Hopefully you’ve heard about the Monty Hall problem. If you haven’t, here’s a recap. Center yourself, suspend your disbelief, prepare to step into a role.
It’s the ’70s, and you’re a contestant on a game show in LA called “Let’s Make a Deal.” You’re dressed like the love child of the Tin Man and a cinder block (or a farmer, or a flower, or a cowboy) for some reason and Monty Hall, the host, saunters over with a proposition. “One of these three boxes has the keys to a brand-new 1975 Lincoln Continental,” he says, “and the other two are empty. If you pick the box with the keys, you get the car.” You close your eyes and pick Box B. Monty hands it to you, saying that he’s “going to open Box A, and… it’s empty. No keys in Box A, but they could be in Box C! Now, here’s the catch: you can choose whether you want to open Box B or Box C. I’ll give you $1000 to open Box B right now, no matter what’s inside. If you open Box C, you don’t get a cent.”
Do you take Monty’s deal, or do you switch?
Your gut probably says your choice doesn’t matter.

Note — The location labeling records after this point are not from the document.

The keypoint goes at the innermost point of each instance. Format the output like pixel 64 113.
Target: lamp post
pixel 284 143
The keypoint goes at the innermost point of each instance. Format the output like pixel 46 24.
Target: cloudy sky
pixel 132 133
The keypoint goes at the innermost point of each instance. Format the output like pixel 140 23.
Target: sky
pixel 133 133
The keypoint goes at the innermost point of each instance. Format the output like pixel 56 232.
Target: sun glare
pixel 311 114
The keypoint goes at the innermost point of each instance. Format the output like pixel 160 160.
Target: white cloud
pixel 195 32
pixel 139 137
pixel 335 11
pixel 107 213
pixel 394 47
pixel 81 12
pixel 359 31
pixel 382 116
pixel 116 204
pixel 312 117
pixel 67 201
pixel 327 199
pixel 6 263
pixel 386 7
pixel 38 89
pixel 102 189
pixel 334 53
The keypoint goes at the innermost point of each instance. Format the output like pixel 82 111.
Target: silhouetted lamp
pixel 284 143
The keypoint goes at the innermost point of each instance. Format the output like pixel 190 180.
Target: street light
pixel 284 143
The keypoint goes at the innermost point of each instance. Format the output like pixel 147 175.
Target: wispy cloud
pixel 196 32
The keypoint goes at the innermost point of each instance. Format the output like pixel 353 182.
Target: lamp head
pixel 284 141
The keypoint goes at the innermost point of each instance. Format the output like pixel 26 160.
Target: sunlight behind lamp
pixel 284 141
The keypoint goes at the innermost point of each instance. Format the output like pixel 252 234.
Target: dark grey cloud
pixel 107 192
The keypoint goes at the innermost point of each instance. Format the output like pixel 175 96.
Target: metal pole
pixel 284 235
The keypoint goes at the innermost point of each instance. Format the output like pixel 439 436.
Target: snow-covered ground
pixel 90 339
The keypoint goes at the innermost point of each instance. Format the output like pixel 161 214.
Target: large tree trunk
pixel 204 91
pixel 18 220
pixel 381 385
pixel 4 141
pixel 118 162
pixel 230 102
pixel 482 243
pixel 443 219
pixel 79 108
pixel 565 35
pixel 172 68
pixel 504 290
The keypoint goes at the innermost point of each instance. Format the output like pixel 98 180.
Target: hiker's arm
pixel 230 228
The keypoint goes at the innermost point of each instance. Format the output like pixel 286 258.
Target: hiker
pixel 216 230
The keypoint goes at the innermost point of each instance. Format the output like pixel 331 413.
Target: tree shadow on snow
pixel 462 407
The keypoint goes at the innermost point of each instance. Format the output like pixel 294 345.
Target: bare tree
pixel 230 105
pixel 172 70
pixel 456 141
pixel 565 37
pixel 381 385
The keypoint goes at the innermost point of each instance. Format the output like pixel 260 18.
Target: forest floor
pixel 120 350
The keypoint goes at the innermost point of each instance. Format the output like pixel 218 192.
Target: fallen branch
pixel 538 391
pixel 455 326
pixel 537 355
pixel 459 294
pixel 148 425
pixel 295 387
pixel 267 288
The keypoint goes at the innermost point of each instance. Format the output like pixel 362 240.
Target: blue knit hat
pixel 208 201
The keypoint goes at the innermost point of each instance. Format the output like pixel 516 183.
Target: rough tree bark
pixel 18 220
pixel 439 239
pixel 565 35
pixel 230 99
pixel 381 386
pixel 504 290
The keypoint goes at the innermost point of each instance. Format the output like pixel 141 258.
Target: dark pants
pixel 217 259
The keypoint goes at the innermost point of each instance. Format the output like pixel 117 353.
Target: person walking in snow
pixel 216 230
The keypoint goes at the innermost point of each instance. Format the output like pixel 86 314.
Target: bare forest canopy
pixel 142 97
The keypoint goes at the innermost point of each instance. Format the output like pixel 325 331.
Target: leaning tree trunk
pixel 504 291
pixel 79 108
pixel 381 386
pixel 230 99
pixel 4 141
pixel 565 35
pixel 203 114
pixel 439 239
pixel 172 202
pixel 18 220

Since Monty showed you somewhere the keys aren’t, either Box B or Box C has to have them; the experiment “resets,” giving you only two choices, so your odds of picking right are 50/50. Monty even tells you that the chance you’re holding the keys is \(\nicefrac 12\). You really want this car (which gets a tree-hugging 10 miles per gallon) so you steel yourself, open Box C, and CONGRATULATIONS YOU’VE WON!
If you repeat this exact scenario — Boxes A and B are empty, Box C has the keys, and both you and Monty make the same choices — you’ll find the keys half the time. But what if you’d picked Box A or C to start with?
Here’s where I think most explanations go off the rails: they run through all the possible scenarios, talk about prior and posterior distributions, talk about the point of statistics, get worked up about details that don’t matter, substitute doors for boxes, add way more doors (which is an interesting angle of attack, but not the point), things like that. I think there’s a simpler explainer, and we can find it by reviewing the rules of the game. In this experiment,
- You pick a Box at uniform random.
- Monty opens a Box not containing the keys.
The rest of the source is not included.